Initially developed as a cardioplegia solution for the use in open heart surgery, Bretschneider histidine tryptophan ketoglutarate (HTK) solution was found to be effective in liver and kidney preservation. Its contents include histidine (200 mM), mannitol (30 mM), tryptophan, and alpha-ketoglutaric acid. Histidine maintains the osmolarity and enhances the solution’s buffering capacity during ischemia-induced acidosis. Histidine, amino acid tryptophan, and alpha-ketoglutarate help to stabilize cell membranes, improve production of ATP during reperfusion, and inhibit the production of lactate through glycolysis. [34] Tryptophan, histidine, and mannitol act as oxygen free-radical scavengers.

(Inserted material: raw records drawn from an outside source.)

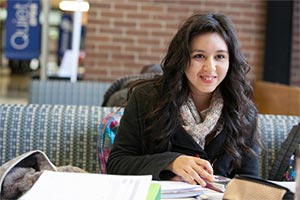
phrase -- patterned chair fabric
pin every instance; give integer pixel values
(122, 82)
(60, 92)
(67, 134)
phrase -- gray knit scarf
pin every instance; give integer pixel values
(199, 127)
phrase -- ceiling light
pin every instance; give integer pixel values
(82, 6)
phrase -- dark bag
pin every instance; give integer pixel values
(253, 188)
(283, 168)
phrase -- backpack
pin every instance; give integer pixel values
(106, 135)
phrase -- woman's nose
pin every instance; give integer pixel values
(209, 65)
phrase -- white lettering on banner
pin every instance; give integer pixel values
(25, 16)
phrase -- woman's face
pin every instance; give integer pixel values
(209, 63)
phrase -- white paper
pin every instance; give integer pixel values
(291, 185)
(183, 190)
(82, 186)
(179, 189)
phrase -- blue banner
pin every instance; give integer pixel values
(65, 34)
(23, 29)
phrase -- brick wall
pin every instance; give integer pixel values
(295, 64)
(124, 35)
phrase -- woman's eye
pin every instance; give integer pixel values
(198, 56)
(220, 57)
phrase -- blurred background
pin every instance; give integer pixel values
(115, 38)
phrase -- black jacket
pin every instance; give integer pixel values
(130, 157)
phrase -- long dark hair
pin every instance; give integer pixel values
(239, 113)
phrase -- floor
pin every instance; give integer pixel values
(14, 89)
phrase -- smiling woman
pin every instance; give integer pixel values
(201, 105)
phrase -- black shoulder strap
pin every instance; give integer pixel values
(288, 147)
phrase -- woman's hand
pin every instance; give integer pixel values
(191, 169)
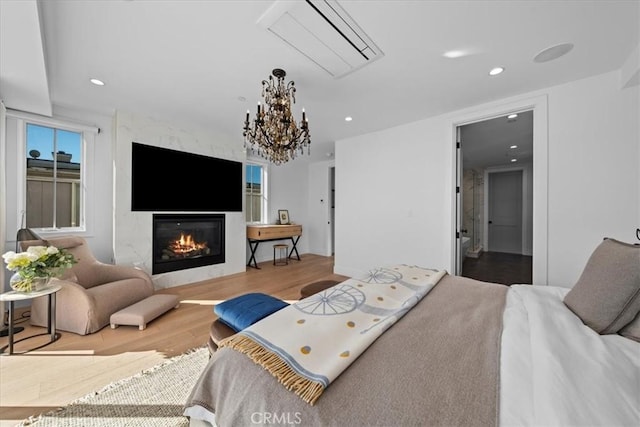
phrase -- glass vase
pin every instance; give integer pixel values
(27, 285)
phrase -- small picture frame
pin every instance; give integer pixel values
(283, 215)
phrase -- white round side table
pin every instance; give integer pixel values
(13, 296)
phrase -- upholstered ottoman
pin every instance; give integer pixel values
(144, 311)
(237, 313)
(315, 287)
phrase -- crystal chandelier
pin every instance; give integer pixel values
(274, 133)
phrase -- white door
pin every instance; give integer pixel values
(505, 212)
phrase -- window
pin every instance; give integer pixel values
(53, 177)
(256, 193)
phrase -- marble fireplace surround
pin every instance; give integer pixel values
(133, 231)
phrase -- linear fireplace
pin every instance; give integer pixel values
(182, 241)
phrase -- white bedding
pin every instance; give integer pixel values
(555, 371)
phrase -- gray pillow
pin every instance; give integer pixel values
(632, 330)
(607, 295)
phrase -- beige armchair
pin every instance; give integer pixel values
(91, 290)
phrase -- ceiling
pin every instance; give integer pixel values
(201, 63)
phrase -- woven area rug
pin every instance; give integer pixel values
(154, 397)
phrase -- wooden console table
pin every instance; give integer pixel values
(267, 233)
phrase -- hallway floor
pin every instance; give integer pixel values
(499, 267)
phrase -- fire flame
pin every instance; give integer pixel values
(186, 244)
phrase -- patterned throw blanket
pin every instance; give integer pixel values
(309, 344)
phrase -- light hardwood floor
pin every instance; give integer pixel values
(73, 366)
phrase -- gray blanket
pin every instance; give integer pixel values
(436, 366)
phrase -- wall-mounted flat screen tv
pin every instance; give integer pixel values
(175, 181)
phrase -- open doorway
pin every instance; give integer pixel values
(495, 203)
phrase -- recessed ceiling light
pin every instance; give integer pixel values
(553, 52)
(454, 54)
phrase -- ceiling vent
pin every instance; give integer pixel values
(323, 32)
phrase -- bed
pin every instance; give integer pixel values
(467, 353)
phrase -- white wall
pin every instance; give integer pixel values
(392, 199)
(394, 202)
(132, 231)
(288, 185)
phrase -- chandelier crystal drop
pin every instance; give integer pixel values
(274, 133)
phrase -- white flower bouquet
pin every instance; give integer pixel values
(35, 264)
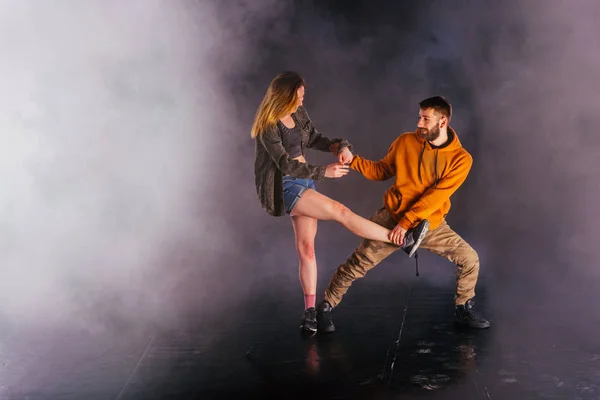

The advantages of this solution are its reduced viscosity; low potassium, sodium, magnesium concentrations; and lower unit cost compared with UW and Celsior solutions. As this solution diffuses easily, cools quickly, and poses limited risk of hyperkalemia in patients, it is often used in abdominal and thoracic organ preservation. Use of the solution improved kidney function after transplantation compared with EC solution. It has become increasingly popular in recent years, but some concern exists regarding an increased risk for pancreatitis when used for preservation of pancreas grafts. However, this concern has not been confirmed by a randomized study. Outcomes of transplants using HTK have been comparable to those using UW in many organ systems. [35, 36, 37]

Celsior solution

Celsior (CS) is a recently developed extracellular-type, low-viscosity (due to the absence of HES) preservation solution that couples the impermeant, inert osmotic carrier from UW solution (by using lactobionate and mannitol) and the strong buffer from Bretschneider HTK solution (by using histidine). The reduced glutathione in Celsior solution is one of the best antioxidants available. The solution was specifically designed for heart transplantation, but is being currently used in clinical lung, liver, kidney, and small bowel preservation, and is under investigation for pancreas transplantation. [38, 39] In liver transplantation, primary dysfunction graft dysfunction was lower with Celsior solution than with UW solutions (7.4% vs 9.8%, respectively). However, this difference was not borne out in a meta-analysis (relative risk [RR]=0.68; 95% confidence interval [CI]=0.22-1.97). [40]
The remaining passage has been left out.